Use the JSON configuration as shown previously.
bin/pulsar-admin sinks localrun \ --archive connectors/pulsar-io-elastic-search-{{pulsar:version}}.nar \ --tenant public \ --namespace default \ --name elasticsearch-test-sink \ --sink-config '{"elasticSearchUrl":"http://localhost:9200","indexName": "my_index","username": "scooby","password": "doobie"}' \ --inputs elasticsearch_test
Use the YAML configuration file as shown previously.
bin/pulsar-admin sinks localrun \ --archive connectors/pulsar-io-elastic-search-{{pulsar:version}}.nar \ --tenant public \ --namespace default \ --name elasticsearch-test-sink \ --sink-config-file elasticsearch-sink.yml \ --inputs elasticsearch_test
Publish records to the topic.
bin/pulsar-client produce elasticsearch_test --messages "{\"a\":1}"
Check documents in Elasticsearch.
Refresh the index
curl -s http://localhost:9200/my_index/_refresh
Search documents.
curl -s http://localhost:9200/my_index/_search
You can see the record that was published earlier has been successfully written into Elasticsearch.

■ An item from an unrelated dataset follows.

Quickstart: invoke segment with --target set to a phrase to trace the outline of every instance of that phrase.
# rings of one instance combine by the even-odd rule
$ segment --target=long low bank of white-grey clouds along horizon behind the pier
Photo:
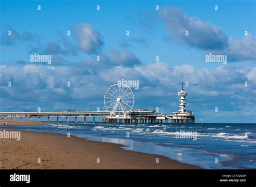
[[[209,70],[195,69],[190,65],[170,67],[164,62],[120,68],[114,63],[111,65],[111,60],[111,57],[105,56],[105,62],[98,63],[107,65],[97,70],[97,64],[89,66],[97,62],[92,59],[80,62],[80,67],[26,64],[18,69],[1,66],[0,103],[5,105],[4,110],[12,111],[36,110],[38,106],[42,110],[66,110],[69,107],[78,110],[102,109],[106,89],[124,78],[139,81],[139,90],[133,89],[137,109],[159,107],[164,112],[178,110],[177,91],[180,88],[174,85],[168,89],[169,83],[187,81],[187,108],[196,112],[197,119],[200,116],[205,120],[218,120],[217,116],[231,117],[234,113],[244,113],[245,109],[250,110],[244,116],[255,115],[255,68],[219,66]],[[9,81],[12,87],[7,86]],[[70,82],[70,87],[67,82]],[[219,113],[214,112],[215,107],[218,107]],[[232,119],[236,117],[232,116]]]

{"took":2,"timed_out":false,"_shards":{"total":1,"successful":1,"skipped":0,"failed":0},"hits":{"total":{"value":1,"relation":"eq"},"max_score":1.0,"hits":[{"_index":"my_index","_type":"_doc","_id":"FSxemm8BLjG_iC0EeTYJ","_score":1.0,"_source":{"a":1}}]}}
On-premises cluster
This example explains how to create a Elasticsearch sink connector in an on-premises cluster.
Copy the NAR package of the Elasticsearch connector to the Pulsar connectors directory.

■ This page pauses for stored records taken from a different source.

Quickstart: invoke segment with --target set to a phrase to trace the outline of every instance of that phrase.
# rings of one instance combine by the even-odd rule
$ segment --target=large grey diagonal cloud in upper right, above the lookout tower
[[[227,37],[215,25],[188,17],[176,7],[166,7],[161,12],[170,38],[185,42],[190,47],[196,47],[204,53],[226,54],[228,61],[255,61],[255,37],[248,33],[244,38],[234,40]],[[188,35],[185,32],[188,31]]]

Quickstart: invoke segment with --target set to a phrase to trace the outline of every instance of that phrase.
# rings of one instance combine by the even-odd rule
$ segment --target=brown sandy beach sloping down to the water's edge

cp pulsar-io-Elasticsearch-{{connector:version}}.nar $PULSAR_HOME/connectors/pulsar-io-Elasticsearch-{{connector:version}}.nar
Reload all built-in connectors.
PULSAR_HOME/bin/pulsar-admin sinks reload
Check whether the Elasticsearch sink connector is available on the list or not.
PULSAR_HOME/bin/pulsar-admin sinks available-sinks
Create a Elasticsearch sink connector on a Pulsar cluster using the
pulsar-admin sinks create
command.PULSAR_HOME/bin/pulsar-admin sinks create \ --sink-config-file <Elasticsearch-sink-config.yaml>
Work with Function Mesh
This example describes how to create a Elasticsearch sink connector for a Kuberbetes cluster using Function Mesh.
Prerequisites
- Create and connect to a Kubernetes cluster.

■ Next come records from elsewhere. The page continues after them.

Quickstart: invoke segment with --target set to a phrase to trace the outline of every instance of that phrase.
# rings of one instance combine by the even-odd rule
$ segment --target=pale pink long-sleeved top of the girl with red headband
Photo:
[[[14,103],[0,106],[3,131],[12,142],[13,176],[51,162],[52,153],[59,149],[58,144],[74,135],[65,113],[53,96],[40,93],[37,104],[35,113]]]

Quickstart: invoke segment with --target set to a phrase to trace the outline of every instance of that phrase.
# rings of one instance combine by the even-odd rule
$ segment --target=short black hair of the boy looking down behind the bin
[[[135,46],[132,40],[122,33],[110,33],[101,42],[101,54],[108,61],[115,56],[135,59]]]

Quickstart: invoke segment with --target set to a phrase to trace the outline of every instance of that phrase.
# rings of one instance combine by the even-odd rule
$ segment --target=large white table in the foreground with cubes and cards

- Create a Pulsar cluster in the Kubernetes cluster.
- Install the Function Mesh Operator and CRD into the Kubernetes cluster.
Step
Define the Elasticsearch sink connector with a YAML file and save it as
sink-sample.yaml
.This example shows how to publish the Elasticsearch sink connector to Function Mesh with a Docker image.
apiVersion: compute.functionmesh.io/v1alpha1 kind: Sink metadata: name: es-sink-sample spec: image: streamnative/pulsar-io-elastic-search:2.9.2.9 className: org.apache.pulsar.io.elasticsearch.ElasticSearchSink replicas: 1 maxReplicas: 1 input: topics: - persistent://public/default/destination typeClassName: “org.apache.pulsar.client.api.schema.GenericObject” sinkConfig: elasticSearchUrl: "http://localhost:9200" indexName: "my_index" typeName: "doc" username: "scrappy" password: "fighter" pulsar: pulsarConfig: "test-pulsar-sink-config" resources: limits: cpu: "0.2" memory: 1.1G requests: cpu: "0.1" memory: 1G java: jar: connectors/pulsar-io-elastic-search-2.9.2.9.nar clusterName: test-pulsar autoAck: true
Apply the YAML file to create the Elasticsearch sink connector.
Input
kubectl apply -f <path-to-sink-sample.yaml>
Output
sink.compute.functionmesh.io/es-sink-sample created
Check whether the Elasticsearch sink connector is created successfully.
Input
kubectl get all
Output
NAME READY STATUS RESTARTS AGE pod/es-sink-sample-0 1/1 Running 0 77s
After confirming the successful creation of the Elasticsearch sink connector, you can use it to export Pulsar messages to Elasticsearch.